Extended Data Fig. 1: Shorter exposure to TIFM has effect on T cell inhibitory receptor function and Granzyme B expression.
From: Tumour interstitial fluid-enriched phosphoethanolamine suppresses T cell function
A) %PD1hi cells from Fig. 1c. Data are ±SEM from four independent experiments (n = 8 mice/group (p-value 0.0018). B-E) Cells from Fig. 1d-f analyzed for B) Normalized IFNγ MFI±SEM C) Normalized TNF MFI ±SEM D) %Granzyme Bhi cells and E) %IL-2hi cells. Data quantified from four independent experiments (n = 8-9 mice/group, B) p = 0.1918, C) p = 0.3385 D) p < 0.0001 E) p = 0.5219). Statistics were calculated using a two-tailed paired t-test. B) p-value F) Timeline Schematic of experiments in G-J G) Normalized PD-1 MFI (mean fluorescence intensity) ±SEM from four independent experiments (n = 8-9 mice/group, p-value RPMI vs. T3 p = 0.0010, T1 vs. T3 p = 0.0061). H) Day 7 OT-I CD8+ T cells were analyzed for IFNγ+TNF+ co-expression after 6 hours αCD3/αCD28 restimulation. Data quantified show %IFNγ+TNF+ events among Live CD8+ T cells ±SEM from four independent experiments (n = 8 mice/group).
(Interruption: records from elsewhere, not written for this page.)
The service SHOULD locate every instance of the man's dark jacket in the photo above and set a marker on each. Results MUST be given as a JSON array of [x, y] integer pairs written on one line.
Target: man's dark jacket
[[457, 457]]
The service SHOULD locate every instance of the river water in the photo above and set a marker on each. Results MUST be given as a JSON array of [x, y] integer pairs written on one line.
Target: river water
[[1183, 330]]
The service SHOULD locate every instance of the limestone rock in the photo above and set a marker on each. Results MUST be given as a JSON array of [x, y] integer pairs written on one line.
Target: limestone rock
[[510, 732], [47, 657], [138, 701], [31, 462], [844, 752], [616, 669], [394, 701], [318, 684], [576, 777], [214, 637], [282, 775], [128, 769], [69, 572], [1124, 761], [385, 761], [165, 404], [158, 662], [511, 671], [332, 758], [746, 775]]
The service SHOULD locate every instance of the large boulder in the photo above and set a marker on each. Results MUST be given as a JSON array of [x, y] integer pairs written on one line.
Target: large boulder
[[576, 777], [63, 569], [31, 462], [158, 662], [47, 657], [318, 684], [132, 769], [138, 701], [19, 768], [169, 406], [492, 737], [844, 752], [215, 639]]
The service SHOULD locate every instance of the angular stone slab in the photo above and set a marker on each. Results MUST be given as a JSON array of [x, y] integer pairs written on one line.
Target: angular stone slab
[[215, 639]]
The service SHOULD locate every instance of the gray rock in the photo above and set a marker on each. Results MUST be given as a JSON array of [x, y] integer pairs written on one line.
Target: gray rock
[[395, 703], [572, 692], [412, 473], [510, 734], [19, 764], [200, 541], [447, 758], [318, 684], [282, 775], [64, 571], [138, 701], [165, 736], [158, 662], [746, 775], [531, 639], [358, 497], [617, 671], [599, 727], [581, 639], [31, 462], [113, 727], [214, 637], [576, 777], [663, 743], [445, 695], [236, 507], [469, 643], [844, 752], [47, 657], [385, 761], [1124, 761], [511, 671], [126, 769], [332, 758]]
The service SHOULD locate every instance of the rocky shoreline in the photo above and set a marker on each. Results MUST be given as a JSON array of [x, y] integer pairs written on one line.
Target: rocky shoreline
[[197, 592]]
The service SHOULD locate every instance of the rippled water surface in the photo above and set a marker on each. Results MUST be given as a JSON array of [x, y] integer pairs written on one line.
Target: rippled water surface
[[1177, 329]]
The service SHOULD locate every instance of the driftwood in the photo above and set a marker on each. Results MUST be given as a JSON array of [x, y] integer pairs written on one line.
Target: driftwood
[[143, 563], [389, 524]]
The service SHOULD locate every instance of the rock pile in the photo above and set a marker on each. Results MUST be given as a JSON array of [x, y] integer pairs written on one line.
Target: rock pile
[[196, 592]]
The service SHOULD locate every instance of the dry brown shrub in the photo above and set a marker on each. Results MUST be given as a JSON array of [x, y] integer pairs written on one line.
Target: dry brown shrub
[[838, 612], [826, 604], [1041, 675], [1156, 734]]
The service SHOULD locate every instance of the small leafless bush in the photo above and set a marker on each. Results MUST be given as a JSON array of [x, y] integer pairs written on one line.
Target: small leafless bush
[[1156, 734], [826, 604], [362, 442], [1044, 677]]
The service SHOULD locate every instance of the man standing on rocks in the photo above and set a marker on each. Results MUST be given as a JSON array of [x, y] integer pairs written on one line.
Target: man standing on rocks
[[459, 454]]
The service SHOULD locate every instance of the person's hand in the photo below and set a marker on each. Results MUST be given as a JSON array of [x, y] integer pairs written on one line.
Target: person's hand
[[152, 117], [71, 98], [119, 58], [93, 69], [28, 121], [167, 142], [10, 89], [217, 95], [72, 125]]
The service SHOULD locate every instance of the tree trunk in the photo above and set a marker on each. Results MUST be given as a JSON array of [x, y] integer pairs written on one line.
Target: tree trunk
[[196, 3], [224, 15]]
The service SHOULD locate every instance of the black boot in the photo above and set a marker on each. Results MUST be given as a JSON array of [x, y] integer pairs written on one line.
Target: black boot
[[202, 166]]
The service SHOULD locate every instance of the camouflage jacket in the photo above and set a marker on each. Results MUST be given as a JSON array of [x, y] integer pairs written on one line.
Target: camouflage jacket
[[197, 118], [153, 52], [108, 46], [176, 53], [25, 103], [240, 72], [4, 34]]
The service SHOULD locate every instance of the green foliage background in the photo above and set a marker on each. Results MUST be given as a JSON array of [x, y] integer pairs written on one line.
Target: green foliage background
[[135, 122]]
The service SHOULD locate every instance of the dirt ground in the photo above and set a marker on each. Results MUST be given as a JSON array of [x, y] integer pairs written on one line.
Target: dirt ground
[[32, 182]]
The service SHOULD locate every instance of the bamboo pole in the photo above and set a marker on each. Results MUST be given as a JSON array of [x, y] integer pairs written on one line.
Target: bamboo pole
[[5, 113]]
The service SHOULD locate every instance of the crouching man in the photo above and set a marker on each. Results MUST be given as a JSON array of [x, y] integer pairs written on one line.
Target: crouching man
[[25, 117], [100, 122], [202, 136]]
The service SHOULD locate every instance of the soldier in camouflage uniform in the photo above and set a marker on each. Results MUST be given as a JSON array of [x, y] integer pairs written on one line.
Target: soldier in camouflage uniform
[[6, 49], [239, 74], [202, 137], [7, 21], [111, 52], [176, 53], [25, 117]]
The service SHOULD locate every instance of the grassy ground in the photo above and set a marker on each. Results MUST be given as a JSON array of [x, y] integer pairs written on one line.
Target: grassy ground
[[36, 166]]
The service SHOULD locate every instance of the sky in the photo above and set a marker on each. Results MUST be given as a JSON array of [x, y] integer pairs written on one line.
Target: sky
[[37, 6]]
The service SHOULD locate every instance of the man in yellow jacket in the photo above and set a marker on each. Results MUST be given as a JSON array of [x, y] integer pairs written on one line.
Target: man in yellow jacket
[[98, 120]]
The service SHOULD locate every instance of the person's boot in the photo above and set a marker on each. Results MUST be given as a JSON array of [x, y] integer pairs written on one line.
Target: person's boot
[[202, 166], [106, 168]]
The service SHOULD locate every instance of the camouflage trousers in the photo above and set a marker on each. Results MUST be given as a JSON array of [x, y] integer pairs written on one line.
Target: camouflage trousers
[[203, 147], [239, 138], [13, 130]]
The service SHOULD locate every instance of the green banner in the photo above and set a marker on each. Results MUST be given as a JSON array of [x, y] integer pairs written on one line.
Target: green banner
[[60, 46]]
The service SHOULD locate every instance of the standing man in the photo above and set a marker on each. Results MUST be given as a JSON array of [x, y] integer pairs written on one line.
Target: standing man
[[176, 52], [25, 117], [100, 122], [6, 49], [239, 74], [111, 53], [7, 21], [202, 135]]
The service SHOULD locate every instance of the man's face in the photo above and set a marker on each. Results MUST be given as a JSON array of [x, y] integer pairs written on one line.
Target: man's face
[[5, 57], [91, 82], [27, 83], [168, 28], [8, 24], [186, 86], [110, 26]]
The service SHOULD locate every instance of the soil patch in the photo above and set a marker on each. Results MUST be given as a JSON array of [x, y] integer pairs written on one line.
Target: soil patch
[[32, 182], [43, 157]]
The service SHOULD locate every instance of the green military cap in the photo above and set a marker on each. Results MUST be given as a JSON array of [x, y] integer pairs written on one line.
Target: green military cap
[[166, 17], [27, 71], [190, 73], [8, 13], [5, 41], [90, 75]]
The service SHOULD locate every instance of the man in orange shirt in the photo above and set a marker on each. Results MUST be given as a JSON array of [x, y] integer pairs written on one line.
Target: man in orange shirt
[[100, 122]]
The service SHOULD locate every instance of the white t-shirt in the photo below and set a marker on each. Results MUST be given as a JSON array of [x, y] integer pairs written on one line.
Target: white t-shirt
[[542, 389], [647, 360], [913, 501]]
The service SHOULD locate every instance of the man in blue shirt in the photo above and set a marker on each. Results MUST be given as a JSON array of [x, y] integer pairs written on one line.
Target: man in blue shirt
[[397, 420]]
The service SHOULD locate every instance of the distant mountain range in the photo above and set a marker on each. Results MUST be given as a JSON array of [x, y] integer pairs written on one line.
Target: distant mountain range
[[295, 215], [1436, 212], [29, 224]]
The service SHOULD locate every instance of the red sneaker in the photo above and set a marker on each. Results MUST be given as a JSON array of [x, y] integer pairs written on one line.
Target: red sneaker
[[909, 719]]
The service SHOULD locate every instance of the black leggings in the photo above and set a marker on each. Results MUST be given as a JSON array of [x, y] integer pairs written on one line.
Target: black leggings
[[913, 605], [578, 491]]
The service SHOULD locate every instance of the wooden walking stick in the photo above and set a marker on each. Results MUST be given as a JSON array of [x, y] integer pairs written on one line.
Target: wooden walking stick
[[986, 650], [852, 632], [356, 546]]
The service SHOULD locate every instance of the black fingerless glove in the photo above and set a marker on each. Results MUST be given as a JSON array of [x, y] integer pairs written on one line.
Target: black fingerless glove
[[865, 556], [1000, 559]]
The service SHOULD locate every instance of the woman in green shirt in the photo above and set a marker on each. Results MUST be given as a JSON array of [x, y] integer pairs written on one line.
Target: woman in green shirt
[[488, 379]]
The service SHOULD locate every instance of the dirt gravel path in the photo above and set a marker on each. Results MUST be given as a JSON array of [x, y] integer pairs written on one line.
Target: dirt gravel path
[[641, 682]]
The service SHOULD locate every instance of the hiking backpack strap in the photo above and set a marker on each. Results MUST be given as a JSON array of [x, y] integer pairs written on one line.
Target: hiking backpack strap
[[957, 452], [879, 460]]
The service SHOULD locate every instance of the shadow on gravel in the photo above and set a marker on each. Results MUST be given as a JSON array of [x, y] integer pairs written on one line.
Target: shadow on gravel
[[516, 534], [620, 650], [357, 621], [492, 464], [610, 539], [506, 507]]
I-J) Day 7 OT-I T cells were analyzed for expression of I) IL-2 or J) Granzyme B after 6 hours of αCD3/αCD28 restimulation. Data quantified show normalized MFI ±SEM from four independent experiments (n = 8-9 mice/group, J) p-value RPMI vs. T3 p < 0.0001, RPMI vs. T3, p = 0.0026). K) Day 7 OT-I CD8+ T cells were co-cultured with B16-OVA cells at a 1:1 effector:target ratio in an Agilent xCELLigence RTCA DP system to monitor target cell killing. XY plot on the left shows %Cytolysis ±SEM, and Area under the curve values are quantified from three independent experiments (n = 5-6 mice/group, p values RPMI vs. T1 p = 0.9897, RPMI vs. T3, p = 0.0179, T1 vs. T3, p = 0.0224). Statistical analysis for all indicated comparisons in F-K) was determined using a one-way ANOVA with Tukey’s multiple comparisons test. L-O) Cells from Fig. 1h-j were restimulated with αCD3/αCD28 in RPMI or TIFM for 6 hours. After restimulation, cells were analyzed for L) Normalized IFNγ MFI of Live IFN+ CD8+ Cells, M) Normalized TNF MFI of Live TNF+CD8+ cells N) % of Granzyme Bhi cells and J) % of IL-2hi cells. (n = 8 mice/group from three independent experiments). For L-O), statistics were calculated using a two-tailed paired t-test (p-values L) p = 0.0268 M) p < 0.0001, N) p < 0.0001, O) p = 0.0006) Source numerical data are available in source data.